KISAH SUKSES UKM: Dengan Kain Perca SURYANTI Terbang Ke Inggris

BISNIS.COM,JAKARTA—Dari mengolah kain perca bersama komunitas perempuan Pelangi Nusantara membawa Noor Suryanti (41) asal Singosari, Malang, Jawa Timur, terbang ke luar negeri untuk berpartisipasi dalam kunjungan studi ke Inggris pada Mei dan mendapatkan hadiah total Rp100 juta.

"Dari kecil jadi luar biasa. Perca membawa saya pergi ke London," kata Suryanti dengan bangga, pasalnya dia belum perah pergi ke luar negeri.

Ketua Kumunitas Pelangi Nusantara itu terpilih sebagai pemenang Community Enterpreneurs Challenges untuk kategori pemula (start-up) yang diselenggarakan oleh Arthur Gunnes Fund dan British Council.
Setelah beberapa tahun lulus di Fakultas Perikanan Universitas Brawijaya, pada 2001 Suryanti terjun sebagai pelaku usaha untuk pasar Malang, dan Surabaya. Dia juga ikut pameran di Makasar dan Kalimantan.
Dia membuat mukena, busana, sarung bantal, taplak meja dan lain-lainnya. Usahanya terus berkembang. Sementara kain perca sisa jahitannya juga semakin banyak. "Ibu saya bilang kain perca jangan dibuang," katanya.

Dari situ timbul idenya untuk mengolah kain perca itu menjadi berbagai model tas, sarung bantal, taplak meja dan produk lainnya. Permintaan pun banyak. Pada 2005, untuk pertama kali dia ikut pameran di Jakarta, sehingga dia dapat melihat perbandingan desain dan mutu dari produk lainnya.
Di Malang, Pandaan dan Pasuruan , katanya, banyak terdapat usaha konveksi sehingga sisa kain perca pun banyak. Sementara kaum perempuan di wilayahnya juga banyak yang tidak bekerja dan banyak yang menikah muda. Pendidikannya juga rendah.

Untuk itu, timbul idenya untuk memberdayakan kaum perempuan di wilayahnya. Pada 2008, Suryanti yang senang menjahit itu, membina kaum perempuan untuk mengolah kain perca itu. Pada 2011, dia mendirikan komunitas Pelangi Nusantara dan kini membina kurang lebih 10 kelompok atau 150 orang. Dari masing-masing kelompok mempunyai tugas pekerjaan yang berbeda-beda, sesuai dengan keterampilannya. Awalnya, kata Suryanti, mereka mengatakan sulit, karena belum terbiasa. Nanti setiap kelompok, katanya, ada ketuanya. "Saya mengalihkan waktu menonton tv dan waktu merumpi mereka untuk bekerja. Saya terus memotivasi mereka, karena jenis pekerjaannya tidak hanya satu macam saja," katanya.
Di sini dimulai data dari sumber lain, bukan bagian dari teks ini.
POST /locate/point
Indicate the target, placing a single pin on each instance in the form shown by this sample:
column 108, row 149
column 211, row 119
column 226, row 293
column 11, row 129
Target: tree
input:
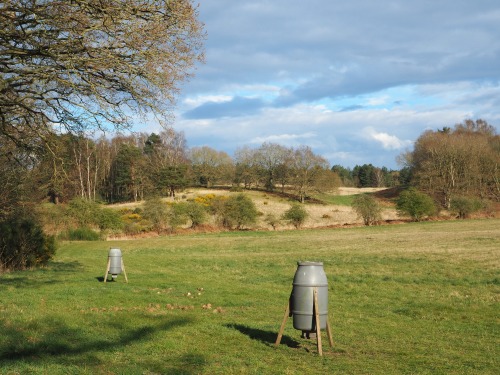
column 462, row 162
column 272, row 160
column 88, row 64
column 296, row 214
column 23, row 243
column 415, row 204
column 158, row 213
column 195, row 212
column 367, row 207
column 246, row 169
column 307, row 169
column 211, row 166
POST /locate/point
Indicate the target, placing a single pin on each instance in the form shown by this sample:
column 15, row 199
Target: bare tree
column 211, row 166
column 85, row 64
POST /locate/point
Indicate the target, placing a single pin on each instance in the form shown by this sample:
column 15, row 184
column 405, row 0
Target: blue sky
column 358, row 81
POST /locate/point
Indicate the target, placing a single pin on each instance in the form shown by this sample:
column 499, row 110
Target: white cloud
column 202, row 99
column 388, row 142
column 286, row 139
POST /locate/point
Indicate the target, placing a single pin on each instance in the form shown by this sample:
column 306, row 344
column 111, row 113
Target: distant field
column 335, row 211
column 415, row 298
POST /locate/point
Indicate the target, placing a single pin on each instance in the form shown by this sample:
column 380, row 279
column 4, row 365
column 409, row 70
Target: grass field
column 417, row 298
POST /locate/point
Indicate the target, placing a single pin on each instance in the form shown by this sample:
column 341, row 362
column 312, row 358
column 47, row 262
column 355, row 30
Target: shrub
column 238, row 211
column 296, row 214
column 157, row 213
column 109, row 219
column 272, row 220
column 23, row 243
column 80, row 234
column 464, row 206
column 415, row 204
column 367, row 207
column 83, row 211
column 195, row 212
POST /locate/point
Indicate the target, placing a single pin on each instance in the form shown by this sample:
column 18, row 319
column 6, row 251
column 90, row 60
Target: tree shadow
column 267, row 337
column 26, row 279
column 63, row 344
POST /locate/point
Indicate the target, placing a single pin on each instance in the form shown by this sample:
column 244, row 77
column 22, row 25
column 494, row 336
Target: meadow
column 419, row 298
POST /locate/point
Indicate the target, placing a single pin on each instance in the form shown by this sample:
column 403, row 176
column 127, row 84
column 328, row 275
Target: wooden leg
column 107, row 270
column 124, row 273
column 282, row 328
column 318, row 323
column 329, row 332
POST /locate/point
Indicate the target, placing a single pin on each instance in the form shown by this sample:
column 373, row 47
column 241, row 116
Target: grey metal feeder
column 115, row 265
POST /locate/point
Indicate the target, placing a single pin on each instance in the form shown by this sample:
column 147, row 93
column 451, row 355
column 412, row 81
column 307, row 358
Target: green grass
column 338, row 200
column 403, row 299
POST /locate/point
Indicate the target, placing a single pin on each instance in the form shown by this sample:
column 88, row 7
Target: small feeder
column 308, row 303
column 115, row 265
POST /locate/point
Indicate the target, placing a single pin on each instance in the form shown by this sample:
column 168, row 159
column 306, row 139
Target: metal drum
column 309, row 275
column 115, row 262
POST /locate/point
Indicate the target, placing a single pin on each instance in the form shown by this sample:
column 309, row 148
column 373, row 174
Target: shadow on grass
column 267, row 337
column 35, row 278
column 52, row 340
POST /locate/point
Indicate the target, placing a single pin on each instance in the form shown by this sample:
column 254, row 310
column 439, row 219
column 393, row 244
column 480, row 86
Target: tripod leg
column 107, row 270
column 318, row 323
column 124, row 273
column 329, row 332
column 282, row 328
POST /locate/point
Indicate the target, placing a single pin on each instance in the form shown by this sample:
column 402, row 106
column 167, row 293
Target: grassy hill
column 418, row 298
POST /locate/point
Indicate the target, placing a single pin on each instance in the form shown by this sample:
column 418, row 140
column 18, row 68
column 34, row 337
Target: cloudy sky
column 358, row 81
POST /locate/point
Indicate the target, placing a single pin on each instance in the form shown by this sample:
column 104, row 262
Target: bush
column 80, row 234
column 157, row 213
column 296, row 214
column 83, row 211
column 272, row 220
column 415, row 204
column 367, row 207
column 237, row 211
column 109, row 219
column 23, row 244
column 464, row 206
column 195, row 212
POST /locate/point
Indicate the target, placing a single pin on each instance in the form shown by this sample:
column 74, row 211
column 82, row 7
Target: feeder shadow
column 101, row 279
column 267, row 337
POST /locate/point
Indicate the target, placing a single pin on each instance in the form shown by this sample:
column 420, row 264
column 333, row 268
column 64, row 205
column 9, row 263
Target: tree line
column 134, row 167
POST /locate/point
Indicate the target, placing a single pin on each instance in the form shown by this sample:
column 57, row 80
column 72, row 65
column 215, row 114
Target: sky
column 358, row 81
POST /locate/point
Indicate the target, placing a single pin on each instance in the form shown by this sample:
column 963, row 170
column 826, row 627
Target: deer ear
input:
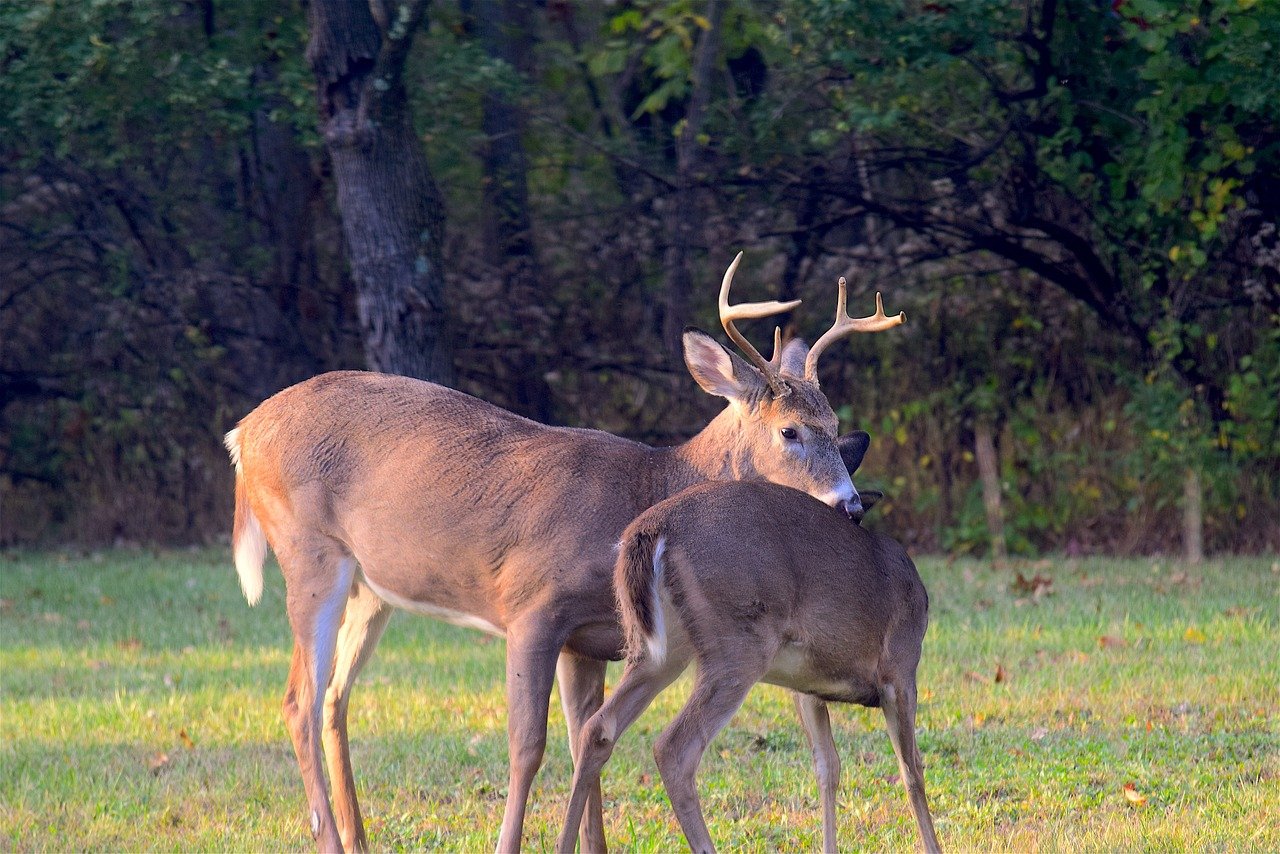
column 792, row 357
column 853, row 448
column 720, row 371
Dari hasil tugas yang diberikan Suryanti, maka dia dapat menentukan kemampuan masing-masing. "Saya berusaha juga belajar dan saya tekuni," kata Suryanti yang ingin menularkan kemampuannya pada orang banyak itu.
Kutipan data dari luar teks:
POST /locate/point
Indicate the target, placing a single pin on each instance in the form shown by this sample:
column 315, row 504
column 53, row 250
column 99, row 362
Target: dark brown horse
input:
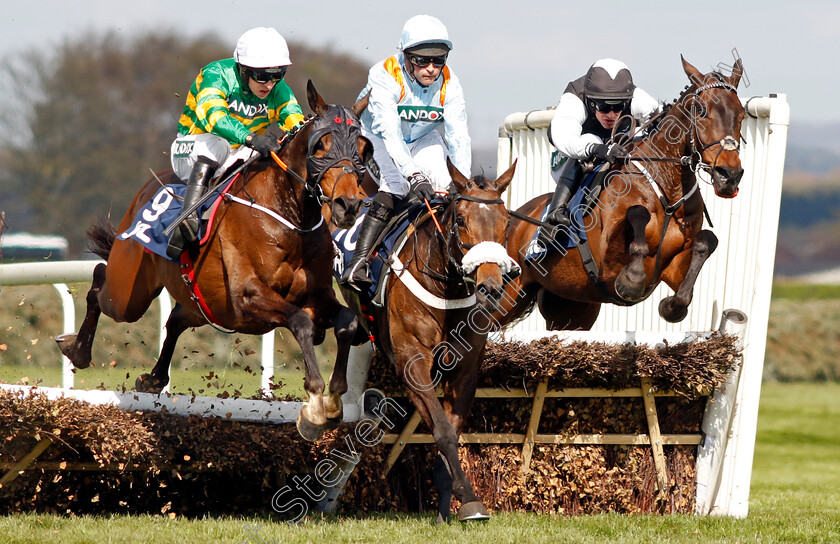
column 255, row 273
column 435, row 317
column 646, row 226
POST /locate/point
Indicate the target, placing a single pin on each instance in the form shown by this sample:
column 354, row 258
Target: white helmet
column 425, row 30
column 262, row 47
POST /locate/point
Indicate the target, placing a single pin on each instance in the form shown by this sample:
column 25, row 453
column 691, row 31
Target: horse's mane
column 666, row 106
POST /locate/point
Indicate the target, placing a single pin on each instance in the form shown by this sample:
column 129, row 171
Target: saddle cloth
column 159, row 212
column 344, row 241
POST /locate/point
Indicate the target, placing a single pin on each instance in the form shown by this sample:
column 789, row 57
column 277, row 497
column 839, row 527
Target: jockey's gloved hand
column 421, row 187
column 608, row 153
column 263, row 143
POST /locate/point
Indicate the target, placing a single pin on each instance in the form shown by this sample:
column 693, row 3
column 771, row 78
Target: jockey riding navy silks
column 230, row 105
column 584, row 119
column 413, row 95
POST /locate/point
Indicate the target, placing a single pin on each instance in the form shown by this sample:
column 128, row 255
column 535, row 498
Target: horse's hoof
column 309, row 431
column 671, row 312
column 473, row 511
column 333, row 423
column 146, row 384
column 67, row 345
column 628, row 289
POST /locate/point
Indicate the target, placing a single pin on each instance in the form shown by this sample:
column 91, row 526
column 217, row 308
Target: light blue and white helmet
column 425, row 35
column 262, row 47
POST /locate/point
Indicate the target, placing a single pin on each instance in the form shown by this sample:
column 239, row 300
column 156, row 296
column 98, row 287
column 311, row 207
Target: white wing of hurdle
column 738, row 275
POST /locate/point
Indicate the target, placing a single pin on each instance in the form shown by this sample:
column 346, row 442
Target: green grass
column 31, row 317
column 794, row 499
column 804, row 291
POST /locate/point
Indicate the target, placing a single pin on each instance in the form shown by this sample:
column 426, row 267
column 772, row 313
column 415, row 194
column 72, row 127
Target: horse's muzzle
column 725, row 180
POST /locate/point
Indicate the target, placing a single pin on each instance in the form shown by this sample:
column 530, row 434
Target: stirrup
column 357, row 278
column 557, row 218
column 181, row 238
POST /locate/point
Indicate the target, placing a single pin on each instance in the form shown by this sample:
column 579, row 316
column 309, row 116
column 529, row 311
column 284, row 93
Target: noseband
column 727, row 143
column 455, row 233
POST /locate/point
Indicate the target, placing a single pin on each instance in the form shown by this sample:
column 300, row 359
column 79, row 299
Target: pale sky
column 511, row 56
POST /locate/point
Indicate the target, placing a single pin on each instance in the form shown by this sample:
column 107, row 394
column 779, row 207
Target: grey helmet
column 610, row 80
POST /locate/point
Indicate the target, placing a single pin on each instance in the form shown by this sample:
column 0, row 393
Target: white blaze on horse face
column 488, row 252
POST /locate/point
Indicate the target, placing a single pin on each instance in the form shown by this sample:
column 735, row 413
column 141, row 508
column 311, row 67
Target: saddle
column 164, row 208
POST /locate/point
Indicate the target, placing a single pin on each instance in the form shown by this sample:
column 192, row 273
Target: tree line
column 86, row 123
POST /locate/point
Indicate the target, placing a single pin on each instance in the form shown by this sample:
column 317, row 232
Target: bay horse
column 266, row 263
column 435, row 317
column 646, row 226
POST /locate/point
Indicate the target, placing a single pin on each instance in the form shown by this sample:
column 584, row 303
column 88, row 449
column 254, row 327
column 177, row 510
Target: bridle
column 694, row 159
column 344, row 127
column 452, row 239
column 346, row 131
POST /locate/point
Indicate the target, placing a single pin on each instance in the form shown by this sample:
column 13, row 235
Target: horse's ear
column 694, row 75
column 460, row 181
column 315, row 101
column 360, row 106
column 505, row 179
column 737, row 72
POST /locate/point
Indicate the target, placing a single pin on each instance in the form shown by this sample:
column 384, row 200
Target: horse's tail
column 102, row 236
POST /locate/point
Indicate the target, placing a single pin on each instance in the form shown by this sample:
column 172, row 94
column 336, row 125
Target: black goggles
column 266, row 75
column 605, row 107
column 422, row 62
Dia berkeinginan untuk menggunakan kain Indonesia. Tapi tahap awal dimulai dari kain Jawa Timur. Baik itu menggunakan kain tenun mau pun kain batik. Melalui kain perca, ibu dua anak itu juga mengenalkan asal kain batik itu kepada binaannya. Ada batik Malang, Madura, Banyuwangi dan lain-lain, sehingga pengetahuan mereka juga bertambah.

Kain perca itu ada yang diolah dengan teknik quilting atau anyaman. Kain perca itu dipadukannya dengan kain polos dan aksesoris yang menarik. "Saya mengajarkan mereka dengan kualitas ekspor," katan Suryanti yang mendapatkan order secara rutin setiap bulan dari Jepang senilai kurang lebih Rp5 juta.
Apalagi 2015, katanya, akan terjadi pasar bebas ASEAN, maka produk kerajinan dari luar negeri pun bebas masuk. Saingan produknya terutama dari Thailand. Untuk itu, dia terus berupaya mengaungkan pakai produk dalam negeri.
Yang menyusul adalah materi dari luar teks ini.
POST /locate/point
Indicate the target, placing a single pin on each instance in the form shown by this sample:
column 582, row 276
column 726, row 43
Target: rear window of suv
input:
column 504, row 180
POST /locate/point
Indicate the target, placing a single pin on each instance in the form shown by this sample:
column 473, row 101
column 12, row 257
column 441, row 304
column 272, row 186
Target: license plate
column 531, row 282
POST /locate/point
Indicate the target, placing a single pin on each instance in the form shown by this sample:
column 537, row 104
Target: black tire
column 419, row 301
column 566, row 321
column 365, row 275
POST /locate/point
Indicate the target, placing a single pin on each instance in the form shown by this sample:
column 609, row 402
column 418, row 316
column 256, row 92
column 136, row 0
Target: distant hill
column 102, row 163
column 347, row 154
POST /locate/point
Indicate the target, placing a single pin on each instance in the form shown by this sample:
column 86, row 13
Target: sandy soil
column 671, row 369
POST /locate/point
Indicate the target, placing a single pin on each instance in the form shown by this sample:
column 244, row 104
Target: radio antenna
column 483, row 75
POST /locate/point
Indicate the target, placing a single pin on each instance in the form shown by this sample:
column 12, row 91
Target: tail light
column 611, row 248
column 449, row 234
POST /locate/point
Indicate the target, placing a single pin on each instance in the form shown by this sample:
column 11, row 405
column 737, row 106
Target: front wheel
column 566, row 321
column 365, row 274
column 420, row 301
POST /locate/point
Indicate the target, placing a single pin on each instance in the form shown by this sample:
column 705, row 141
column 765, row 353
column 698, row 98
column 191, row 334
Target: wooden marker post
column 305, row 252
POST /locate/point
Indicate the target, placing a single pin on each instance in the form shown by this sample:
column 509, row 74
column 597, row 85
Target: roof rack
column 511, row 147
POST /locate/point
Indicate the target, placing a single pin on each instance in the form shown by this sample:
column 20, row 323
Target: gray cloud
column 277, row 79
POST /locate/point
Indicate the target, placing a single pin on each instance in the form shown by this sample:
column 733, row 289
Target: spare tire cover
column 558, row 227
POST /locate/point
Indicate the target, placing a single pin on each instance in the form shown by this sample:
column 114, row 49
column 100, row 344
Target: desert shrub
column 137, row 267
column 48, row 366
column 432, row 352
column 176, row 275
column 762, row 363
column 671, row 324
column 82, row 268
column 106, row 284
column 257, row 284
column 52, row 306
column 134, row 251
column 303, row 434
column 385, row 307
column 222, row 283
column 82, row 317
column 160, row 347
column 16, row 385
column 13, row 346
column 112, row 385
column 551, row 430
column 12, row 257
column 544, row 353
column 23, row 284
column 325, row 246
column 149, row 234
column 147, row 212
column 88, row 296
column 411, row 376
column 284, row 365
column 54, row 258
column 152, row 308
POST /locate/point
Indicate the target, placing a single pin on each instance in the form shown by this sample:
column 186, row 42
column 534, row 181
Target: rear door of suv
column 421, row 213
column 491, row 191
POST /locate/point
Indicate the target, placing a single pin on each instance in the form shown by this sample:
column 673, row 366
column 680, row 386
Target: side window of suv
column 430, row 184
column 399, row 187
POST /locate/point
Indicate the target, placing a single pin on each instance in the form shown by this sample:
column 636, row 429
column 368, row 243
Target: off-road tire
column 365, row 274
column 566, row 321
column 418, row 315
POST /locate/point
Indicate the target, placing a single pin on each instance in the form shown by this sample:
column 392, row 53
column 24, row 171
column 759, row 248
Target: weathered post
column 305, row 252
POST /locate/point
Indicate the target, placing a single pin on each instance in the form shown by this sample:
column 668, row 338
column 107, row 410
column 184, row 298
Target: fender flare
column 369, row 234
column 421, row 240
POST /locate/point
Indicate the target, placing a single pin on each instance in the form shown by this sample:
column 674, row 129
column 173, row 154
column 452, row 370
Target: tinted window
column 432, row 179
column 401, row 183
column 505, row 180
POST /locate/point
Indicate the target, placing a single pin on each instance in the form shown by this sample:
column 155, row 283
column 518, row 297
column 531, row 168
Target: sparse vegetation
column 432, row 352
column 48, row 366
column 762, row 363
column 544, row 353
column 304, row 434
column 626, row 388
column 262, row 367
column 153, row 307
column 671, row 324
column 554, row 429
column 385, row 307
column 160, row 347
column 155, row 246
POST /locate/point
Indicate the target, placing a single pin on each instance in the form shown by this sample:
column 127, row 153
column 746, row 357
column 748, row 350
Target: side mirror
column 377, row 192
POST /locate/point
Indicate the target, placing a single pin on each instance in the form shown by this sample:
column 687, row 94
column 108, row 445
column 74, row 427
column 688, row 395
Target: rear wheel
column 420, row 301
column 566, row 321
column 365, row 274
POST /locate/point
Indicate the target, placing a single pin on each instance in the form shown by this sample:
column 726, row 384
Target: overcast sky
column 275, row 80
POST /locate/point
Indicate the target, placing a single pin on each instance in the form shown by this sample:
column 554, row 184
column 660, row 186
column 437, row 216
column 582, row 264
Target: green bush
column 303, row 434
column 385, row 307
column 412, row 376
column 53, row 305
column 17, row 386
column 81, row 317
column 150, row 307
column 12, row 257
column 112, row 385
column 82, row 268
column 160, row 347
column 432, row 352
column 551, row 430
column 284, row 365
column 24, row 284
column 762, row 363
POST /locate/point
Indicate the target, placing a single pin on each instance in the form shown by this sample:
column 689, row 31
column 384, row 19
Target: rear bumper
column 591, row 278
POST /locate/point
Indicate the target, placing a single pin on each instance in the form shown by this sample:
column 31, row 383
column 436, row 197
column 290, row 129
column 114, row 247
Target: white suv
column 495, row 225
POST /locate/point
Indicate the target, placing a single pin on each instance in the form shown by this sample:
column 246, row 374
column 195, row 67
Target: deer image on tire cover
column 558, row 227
Adanya pembinaan itu, katanya, juga dapat meningkatkan wawasan dan pendapatan kaum perempuan di daerahnya.

Mengenai bahan baku, katanya, tidak menjadi kendala, karena usaha konveksi banyak di daerahnya. Selain itu, permintaan di daerahnya juga banyak. Produknya dapat untuk cinderamata atau tas seminar. "Peluang usahanya sangat besar," katanya.

Produk yang dibuatnya dapat berupa berbagai model tas, bantal kursi, taplak meja, dan lain-lain. Permintaan itu datang dari berbagai kalangan. Misalnya, perusahaan-perusahaan, perguruan tinggi, instansi pemerintah, atau pribadi.

"Harapan saya dengan adanya pembinaan ini dapat meningkatkan pendidikan kaum perempuan," katanya.